I get a real kick out of the different ways people pluralize Unixen. Unices is a good one
I must be missing something.
The article lists three libcs (Open Watcom, Microsoft Visual C++ 6.0, IBM C/C++ 3.6 for Windows) from the good old times. Does the emulator link to Open Watcom, i.e., does it emulate DOS on machines about as old as DOS itself? What's the point here?
I believe it is a bug in the the emulator's implementation of COMMAND.COM. Often, these DOS "emulators" re-implement the standard commands of DOS, including the shell[1]. This is in addition to emulating weird 16-bit environment stuff and the BIOS.
The bug can pop up in any C program using stdio that assumes it's fine to do `fread` followed immediately by `fwrite`. The spec forbids this. To make matters more confusing, this behavior does _not_ seem to be in modern libc implementations. Or at least, it works on my machine. I bet modern implementations are able to be more sane about managing different buffers for reading and writing.
The original COMMAND.COM from MS-DOS probably did not have this problem, since at least in some versions it was written in assembly[2]. Even for a shell written in C, the fix is pretty easy: seek the file before switching between reading/writing.
The title of this post is confusing, since it clearly _is_ a bug somewhere. But I think the author was excited about possibly finding a bug in libc:
> Sitting down with a debugger, I could just see how the C run-time library (Open Watcom) could be fixed to avoid this problem.

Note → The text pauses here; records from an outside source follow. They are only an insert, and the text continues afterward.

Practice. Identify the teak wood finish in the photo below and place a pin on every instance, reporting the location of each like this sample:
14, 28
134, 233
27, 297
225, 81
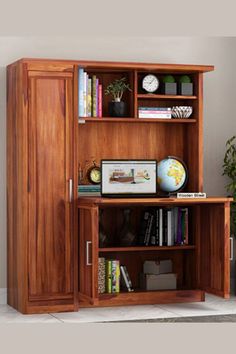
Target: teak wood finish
53, 235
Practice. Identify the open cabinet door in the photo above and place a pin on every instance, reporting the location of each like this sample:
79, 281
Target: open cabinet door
88, 254
214, 245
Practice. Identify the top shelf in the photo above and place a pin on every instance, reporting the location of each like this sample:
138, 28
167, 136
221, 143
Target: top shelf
165, 97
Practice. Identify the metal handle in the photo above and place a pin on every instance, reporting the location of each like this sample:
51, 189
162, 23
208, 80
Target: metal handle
87, 252
231, 248
70, 190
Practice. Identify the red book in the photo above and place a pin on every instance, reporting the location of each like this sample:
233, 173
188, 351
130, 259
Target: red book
100, 101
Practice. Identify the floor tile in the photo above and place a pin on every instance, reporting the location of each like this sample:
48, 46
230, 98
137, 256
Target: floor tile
6, 308
19, 318
108, 314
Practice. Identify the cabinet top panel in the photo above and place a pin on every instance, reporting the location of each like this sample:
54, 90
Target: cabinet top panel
68, 65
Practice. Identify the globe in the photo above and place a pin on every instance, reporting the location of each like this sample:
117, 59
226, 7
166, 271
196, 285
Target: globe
172, 174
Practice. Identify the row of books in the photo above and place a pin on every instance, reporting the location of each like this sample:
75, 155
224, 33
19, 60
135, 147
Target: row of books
155, 112
89, 190
90, 95
164, 227
112, 276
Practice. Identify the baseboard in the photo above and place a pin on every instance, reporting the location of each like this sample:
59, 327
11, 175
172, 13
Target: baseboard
3, 296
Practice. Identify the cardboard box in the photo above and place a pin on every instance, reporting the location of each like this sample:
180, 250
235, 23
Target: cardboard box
158, 282
157, 267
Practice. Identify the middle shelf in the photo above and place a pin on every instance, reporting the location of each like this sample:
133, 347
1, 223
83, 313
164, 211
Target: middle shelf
147, 248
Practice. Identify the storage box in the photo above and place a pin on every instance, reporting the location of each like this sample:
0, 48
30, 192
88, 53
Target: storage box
157, 267
158, 282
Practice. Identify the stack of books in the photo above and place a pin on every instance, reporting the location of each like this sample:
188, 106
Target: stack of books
89, 190
164, 227
90, 95
112, 276
155, 112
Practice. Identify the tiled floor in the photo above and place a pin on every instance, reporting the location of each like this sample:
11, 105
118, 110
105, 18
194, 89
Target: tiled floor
213, 306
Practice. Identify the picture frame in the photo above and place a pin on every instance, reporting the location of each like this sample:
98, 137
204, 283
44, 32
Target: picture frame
128, 178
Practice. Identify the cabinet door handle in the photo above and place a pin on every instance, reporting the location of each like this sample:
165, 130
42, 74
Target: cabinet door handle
231, 248
70, 190
87, 252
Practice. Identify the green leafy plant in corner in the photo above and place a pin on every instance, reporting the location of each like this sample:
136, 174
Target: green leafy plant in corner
117, 88
229, 167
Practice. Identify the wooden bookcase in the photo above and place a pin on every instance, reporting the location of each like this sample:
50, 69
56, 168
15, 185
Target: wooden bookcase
50, 227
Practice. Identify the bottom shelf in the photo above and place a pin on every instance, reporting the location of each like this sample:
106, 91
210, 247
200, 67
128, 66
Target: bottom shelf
145, 298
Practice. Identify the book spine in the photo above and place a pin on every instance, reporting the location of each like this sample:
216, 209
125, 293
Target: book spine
123, 273
179, 231
160, 116
81, 91
153, 230
113, 276
186, 227
149, 229
108, 276
117, 276
160, 227
97, 97
89, 98
101, 275
165, 229
155, 109
143, 228
146, 230
169, 228
157, 226
100, 101
128, 278
154, 112
94, 97
85, 94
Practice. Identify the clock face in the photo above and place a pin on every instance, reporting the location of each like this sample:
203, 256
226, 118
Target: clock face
95, 175
150, 83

[1] Here's DOSBox, for example: https://github.com/dosbox-staging/dosbox-staging/blob/main/s...
[2] MS-DOS 4.0: https://github.com/microsoft/MS-DOS/tree/main/v4.0/src/CMD/C...

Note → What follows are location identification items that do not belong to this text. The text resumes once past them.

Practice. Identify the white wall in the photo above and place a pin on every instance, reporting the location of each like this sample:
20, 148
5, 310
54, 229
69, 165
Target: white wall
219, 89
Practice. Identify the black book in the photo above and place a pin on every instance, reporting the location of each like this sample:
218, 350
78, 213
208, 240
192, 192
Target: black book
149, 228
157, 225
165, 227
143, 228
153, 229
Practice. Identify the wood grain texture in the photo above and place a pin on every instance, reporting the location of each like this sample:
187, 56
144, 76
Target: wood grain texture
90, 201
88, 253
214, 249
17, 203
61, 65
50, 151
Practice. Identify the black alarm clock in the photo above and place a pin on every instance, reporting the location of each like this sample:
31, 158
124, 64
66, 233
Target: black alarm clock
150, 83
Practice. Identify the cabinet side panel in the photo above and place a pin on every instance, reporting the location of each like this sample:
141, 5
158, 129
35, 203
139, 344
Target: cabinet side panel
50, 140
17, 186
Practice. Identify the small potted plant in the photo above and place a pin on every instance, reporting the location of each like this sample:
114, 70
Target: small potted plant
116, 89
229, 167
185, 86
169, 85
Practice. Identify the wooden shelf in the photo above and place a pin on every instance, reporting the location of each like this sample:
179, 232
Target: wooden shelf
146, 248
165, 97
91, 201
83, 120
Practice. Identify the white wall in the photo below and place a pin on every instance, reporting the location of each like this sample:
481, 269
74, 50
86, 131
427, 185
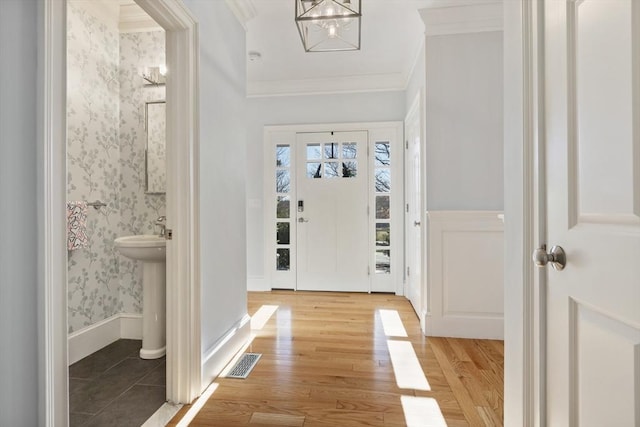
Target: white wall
464, 121
222, 169
417, 81
338, 108
19, 391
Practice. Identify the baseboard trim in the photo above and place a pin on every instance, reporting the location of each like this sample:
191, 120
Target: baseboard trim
220, 354
92, 338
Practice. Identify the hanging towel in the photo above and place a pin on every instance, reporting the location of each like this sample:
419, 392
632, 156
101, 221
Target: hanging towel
76, 225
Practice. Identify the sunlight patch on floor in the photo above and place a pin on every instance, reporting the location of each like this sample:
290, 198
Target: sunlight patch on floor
392, 324
262, 316
422, 412
406, 366
198, 404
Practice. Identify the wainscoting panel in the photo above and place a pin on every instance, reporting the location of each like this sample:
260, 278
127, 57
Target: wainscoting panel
465, 274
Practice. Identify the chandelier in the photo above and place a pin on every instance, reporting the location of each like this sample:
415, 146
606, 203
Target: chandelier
329, 25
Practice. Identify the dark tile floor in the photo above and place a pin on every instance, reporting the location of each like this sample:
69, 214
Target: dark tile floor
114, 387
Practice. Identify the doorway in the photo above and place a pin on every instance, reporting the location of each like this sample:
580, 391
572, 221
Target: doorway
414, 211
334, 195
183, 339
331, 207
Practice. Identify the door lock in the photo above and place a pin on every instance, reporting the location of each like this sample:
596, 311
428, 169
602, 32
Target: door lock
556, 257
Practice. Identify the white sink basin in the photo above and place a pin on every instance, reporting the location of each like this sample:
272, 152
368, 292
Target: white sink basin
145, 247
151, 250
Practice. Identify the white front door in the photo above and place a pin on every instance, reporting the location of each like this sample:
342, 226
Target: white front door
332, 220
593, 203
414, 211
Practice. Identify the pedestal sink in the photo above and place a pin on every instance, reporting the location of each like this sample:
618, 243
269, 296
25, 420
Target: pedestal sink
151, 250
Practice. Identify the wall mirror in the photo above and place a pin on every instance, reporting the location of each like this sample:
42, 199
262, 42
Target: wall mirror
155, 152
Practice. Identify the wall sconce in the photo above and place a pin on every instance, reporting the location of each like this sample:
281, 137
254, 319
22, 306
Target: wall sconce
329, 25
155, 75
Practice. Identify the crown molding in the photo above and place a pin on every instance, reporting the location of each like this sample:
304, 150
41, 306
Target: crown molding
325, 86
244, 10
133, 19
461, 19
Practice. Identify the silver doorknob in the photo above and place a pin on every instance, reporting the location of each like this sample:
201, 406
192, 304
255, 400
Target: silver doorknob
556, 257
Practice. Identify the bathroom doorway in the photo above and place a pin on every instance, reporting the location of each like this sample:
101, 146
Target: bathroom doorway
183, 341
116, 185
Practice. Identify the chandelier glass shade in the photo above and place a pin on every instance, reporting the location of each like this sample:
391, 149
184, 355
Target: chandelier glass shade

The article is very vague about which emulator and COMMAND.COM it is about, and if they're integrated with each other. Can't be DOSBox, since it handles it correctly:
C:\> echo AB> foo.txt
C:\> echo CD>> foo.txt
C:\> type foo.txt
AB
CD
(Note that echo adds a newline, same as on real DOS, or even UNIX without "-n". This other shell doesn't for some reason.)The "real" COMMAND.COM, and all other essential parts of MS-/PC-/DR-DOS, have always been written in asm, where none of this libc nonsense matters.
Also it annoys me greatly when people talk about "the C Library" as if it exists in some Platonic realm, and is essential to all software ever written.
The article is about compiling and running a program inside the emulator. When the unexpected behavior occurred, the author assumed it was a bug in the emulator.
So if it's not a bug in the emulator, then it's a bug in COMMAND.COM? I don't think that's the case, surely it couldn't have been missed by Microsoft at the time. The article goes on to talk about fread/fwrite calls, but COMMAND.COM was written in assembly, I'm pretty sure it didn't link to any libc, and certainly not to Open Watcom -- why would MS use it instead of their own library?
It is not a bug. The article explains that this is the expected behaviour.
What is expected behavior? Surely `echo AB> foo.txt; echo CD>> foo.txt` producing `ABBC` is either a bug in COMMAND.COM, the emulator, or something else? That can't be correct.
There's a lot of weird missing details.